My friends and I move in an amoeba-like cluster over to an open table near the windows and sit down. We munch away on our lunches, chatting, and I chatter like a ventriloquist’s dummy, and all of us laugh, and then I start crying, but right myself quickly. “Enough of that!” I say, wiping my nose, making a grand gesture, “all’s well!” And everyone is relieved, and I have a brilliant idea! I pick up my personal pizza and whip it across the room like a Frisbee! And it lands perfectly in front of Leah Pederson, whom I hate! “Yes!” I shout, triumphant, and the entire lunchroom is laughing, and it’s time to go back to class. I gather my books and my friends and walk calmly down the hall and fling myself into my chair with an enormous sigh.

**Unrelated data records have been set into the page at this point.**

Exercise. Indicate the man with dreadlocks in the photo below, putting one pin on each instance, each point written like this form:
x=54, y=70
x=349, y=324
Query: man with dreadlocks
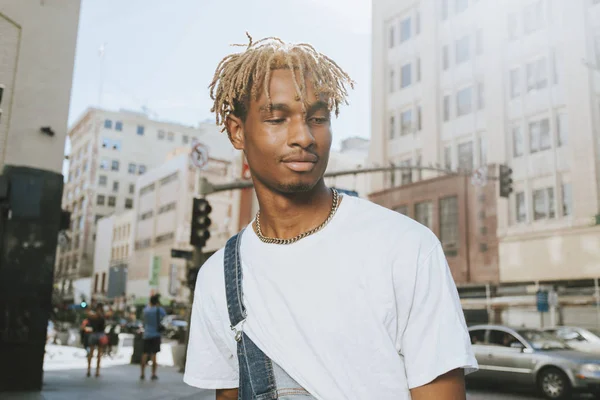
x=321, y=296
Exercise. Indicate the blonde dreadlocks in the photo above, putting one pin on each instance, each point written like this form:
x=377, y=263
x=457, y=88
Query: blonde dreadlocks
x=240, y=77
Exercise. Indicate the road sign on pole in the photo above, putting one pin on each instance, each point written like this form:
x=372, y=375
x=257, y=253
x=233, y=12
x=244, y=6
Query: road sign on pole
x=199, y=155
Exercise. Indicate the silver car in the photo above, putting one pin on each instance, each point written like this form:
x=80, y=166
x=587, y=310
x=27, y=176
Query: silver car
x=533, y=357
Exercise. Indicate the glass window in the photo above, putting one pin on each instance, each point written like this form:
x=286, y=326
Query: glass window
x=405, y=29
x=405, y=76
x=533, y=18
x=462, y=50
x=444, y=10
x=515, y=84
x=539, y=135
x=448, y=157
x=537, y=77
x=567, y=199
x=543, y=203
x=449, y=222
x=445, y=57
x=465, y=156
x=518, y=142
x=480, y=96
x=464, y=102
x=424, y=213
x=563, y=129
x=513, y=26
x=446, y=108
x=482, y=150
x=405, y=174
x=461, y=5
x=521, y=211
x=406, y=122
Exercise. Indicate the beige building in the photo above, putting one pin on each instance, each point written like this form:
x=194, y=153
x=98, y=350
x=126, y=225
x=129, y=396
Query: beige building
x=109, y=151
x=464, y=83
x=162, y=222
x=37, y=49
x=114, y=247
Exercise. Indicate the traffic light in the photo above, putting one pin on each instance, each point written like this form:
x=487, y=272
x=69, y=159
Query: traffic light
x=200, y=222
x=192, y=274
x=505, y=181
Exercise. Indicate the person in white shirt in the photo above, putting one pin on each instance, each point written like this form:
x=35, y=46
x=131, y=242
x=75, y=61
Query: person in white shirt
x=322, y=296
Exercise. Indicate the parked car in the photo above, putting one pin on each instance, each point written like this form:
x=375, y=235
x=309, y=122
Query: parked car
x=533, y=357
x=581, y=339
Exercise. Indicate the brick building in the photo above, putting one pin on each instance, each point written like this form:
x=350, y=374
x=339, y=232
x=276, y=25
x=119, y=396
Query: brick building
x=462, y=215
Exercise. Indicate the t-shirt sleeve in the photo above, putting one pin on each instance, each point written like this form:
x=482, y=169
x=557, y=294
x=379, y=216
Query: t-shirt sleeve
x=210, y=363
x=435, y=339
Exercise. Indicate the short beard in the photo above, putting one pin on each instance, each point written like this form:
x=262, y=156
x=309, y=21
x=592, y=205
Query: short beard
x=290, y=188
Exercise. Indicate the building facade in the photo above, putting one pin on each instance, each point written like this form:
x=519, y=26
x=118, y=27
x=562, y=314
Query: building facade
x=109, y=151
x=461, y=84
x=162, y=222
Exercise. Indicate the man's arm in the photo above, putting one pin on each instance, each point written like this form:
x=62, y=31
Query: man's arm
x=227, y=394
x=450, y=386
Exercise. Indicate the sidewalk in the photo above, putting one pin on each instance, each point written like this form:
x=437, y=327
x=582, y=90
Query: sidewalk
x=116, y=382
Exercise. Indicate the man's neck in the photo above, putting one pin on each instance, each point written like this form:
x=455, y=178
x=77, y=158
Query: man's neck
x=285, y=216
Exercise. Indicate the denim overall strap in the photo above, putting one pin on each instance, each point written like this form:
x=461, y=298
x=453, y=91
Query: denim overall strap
x=233, y=281
x=256, y=370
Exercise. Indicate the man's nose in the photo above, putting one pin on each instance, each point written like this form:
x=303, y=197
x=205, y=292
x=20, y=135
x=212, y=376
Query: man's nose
x=300, y=134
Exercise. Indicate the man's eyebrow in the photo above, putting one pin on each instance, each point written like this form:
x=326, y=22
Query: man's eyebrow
x=274, y=107
x=317, y=106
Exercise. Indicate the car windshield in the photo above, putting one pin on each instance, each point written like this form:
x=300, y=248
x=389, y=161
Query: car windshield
x=543, y=340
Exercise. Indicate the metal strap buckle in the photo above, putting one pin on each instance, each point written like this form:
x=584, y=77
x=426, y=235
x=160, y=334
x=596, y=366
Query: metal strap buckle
x=238, y=331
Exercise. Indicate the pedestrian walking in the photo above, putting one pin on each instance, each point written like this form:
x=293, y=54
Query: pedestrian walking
x=322, y=296
x=153, y=315
x=97, y=339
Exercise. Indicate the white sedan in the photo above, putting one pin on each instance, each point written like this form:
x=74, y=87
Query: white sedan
x=581, y=339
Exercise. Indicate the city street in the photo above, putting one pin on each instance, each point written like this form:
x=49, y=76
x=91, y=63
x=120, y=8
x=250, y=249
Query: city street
x=122, y=382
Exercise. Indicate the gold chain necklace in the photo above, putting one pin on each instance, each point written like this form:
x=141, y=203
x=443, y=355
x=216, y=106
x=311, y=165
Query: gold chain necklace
x=334, y=206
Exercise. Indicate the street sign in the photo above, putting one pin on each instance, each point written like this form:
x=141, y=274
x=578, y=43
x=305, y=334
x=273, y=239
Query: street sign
x=542, y=301
x=185, y=254
x=199, y=155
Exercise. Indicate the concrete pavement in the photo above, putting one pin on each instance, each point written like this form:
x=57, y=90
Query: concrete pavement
x=116, y=382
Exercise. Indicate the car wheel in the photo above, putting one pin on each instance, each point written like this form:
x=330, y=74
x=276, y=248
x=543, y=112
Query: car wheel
x=554, y=384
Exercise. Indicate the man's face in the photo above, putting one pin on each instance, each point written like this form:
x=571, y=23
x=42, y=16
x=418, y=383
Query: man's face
x=287, y=147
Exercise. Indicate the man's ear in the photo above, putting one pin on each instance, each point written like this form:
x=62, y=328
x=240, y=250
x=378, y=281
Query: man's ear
x=235, y=131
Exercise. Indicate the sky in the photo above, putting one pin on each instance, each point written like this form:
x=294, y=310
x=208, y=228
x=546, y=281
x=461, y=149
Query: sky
x=162, y=54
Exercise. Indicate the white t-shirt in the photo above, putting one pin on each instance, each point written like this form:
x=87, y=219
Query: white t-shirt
x=364, y=309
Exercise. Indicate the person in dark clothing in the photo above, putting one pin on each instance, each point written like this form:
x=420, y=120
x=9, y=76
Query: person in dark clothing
x=96, y=336
x=153, y=314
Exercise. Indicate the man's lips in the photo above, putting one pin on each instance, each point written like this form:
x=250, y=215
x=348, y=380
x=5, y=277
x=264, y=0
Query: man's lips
x=300, y=162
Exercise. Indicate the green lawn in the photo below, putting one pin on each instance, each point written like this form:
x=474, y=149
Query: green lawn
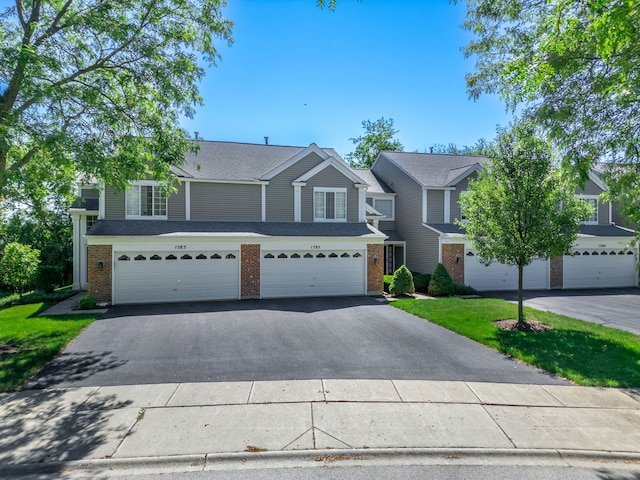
x=28, y=342
x=585, y=353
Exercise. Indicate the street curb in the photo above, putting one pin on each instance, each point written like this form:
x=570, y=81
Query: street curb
x=323, y=458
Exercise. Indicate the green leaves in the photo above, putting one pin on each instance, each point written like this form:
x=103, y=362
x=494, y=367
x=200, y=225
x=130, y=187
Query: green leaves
x=378, y=137
x=98, y=87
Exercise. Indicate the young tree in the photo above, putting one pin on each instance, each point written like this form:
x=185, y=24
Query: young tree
x=19, y=265
x=378, y=137
x=98, y=87
x=519, y=210
x=573, y=68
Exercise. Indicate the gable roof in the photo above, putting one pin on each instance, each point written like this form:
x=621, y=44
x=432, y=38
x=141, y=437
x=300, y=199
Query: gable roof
x=375, y=184
x=435, y=169
x=239, y=161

This time I will be good, I promise myself. This time I won’t make a scene. My heart pounds and I feel another round of hysterical laughter welling up in my chest. I press my face between my hands. I will hold it in. I won’t get detention. I won’t get kicked out of class. I won’t punch Jeff Carver. I won’t turn over any desks, or throw any chairs. I sit up in my chair, open my notebook, click my pen. I stare straight ahead at the teacher who is shuffling papers and handing them out. I will be good. I will, I will, I will.
I SIT IN THE OFFICE of my mother’s shrink. The air circulates slowly in the room. I turn in circles in my swivel chair. To my right, through the window, two floors down, is the parking lot and the sunny, empty afternoon. A small man with square black glasses and gray hair sits kicked back in his leather office chair, watching me.
“What would you like to talk about today?” he asks.
I keep turning in circles. I shrug. “What do you want me to say?”
“What would you like to say?”
I look out the window, count the red cars in the parking lot, then the blue. “I don’t have anything to say.”
We sit in silence. The minutes tick by.
“What are you thinking right now?” he asks.
“Nothing particular.” I turn to face him. He scribbles something on his yellow notepad.
“What are you writing?” I ask.
He gazes at me. “What do you think I’m writing?” he asks.
“I haven’t the faintest idea,” I say.
He scribbles some more.
“Are you supposed to be helping me?” I ask.
“Do you think you need help?”
I turn to face the window again. “I don’t know.” From the corner of my eye, I see him write something down.